National park in Petén, Guatemala

Laguna del Tigre National Park is located in northern Guatemala, in the municipality of San Andrés, Petén Department. Covering an area of 337,899 ha, makes it the largest core zone of the Maya Biosphere Reserve (MBR) and the largest national park in Guatemala and the largest protected wetlands in Central America.

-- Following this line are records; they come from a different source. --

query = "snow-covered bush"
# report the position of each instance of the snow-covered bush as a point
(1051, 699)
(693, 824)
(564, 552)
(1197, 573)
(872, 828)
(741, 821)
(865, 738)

It also has the status of Ramsar site because of its size, wealth and characteristics of its wetland ecosystem. The vast area periodically floods, creating unique characteristics such as vast savannas and transition forests. It is also included in the convention's Montreux Register of threatened wetland sites. This biodiverse area features consisting of floodable savannas and wetlands; transition forest (which covers most of the park); high forest; and flora.

==Threats==
Analysis of aerial images in 2020, found evidence of large-scale cattle ranching in 87% of the images. Large ranches were encouraged by the government in the 1960s, and from circa 2002, narcos laundered cash by buying land and cattle, and selling the meat for money that cannot be traced to drug activity. Campesinos (small-scale farmers) have smaller plots and tend to grow food crops as well as pasture, whereas drug traffickers clear dozens of hectares which are rectangular, have long straight lines and tractor tyre marks may be seen.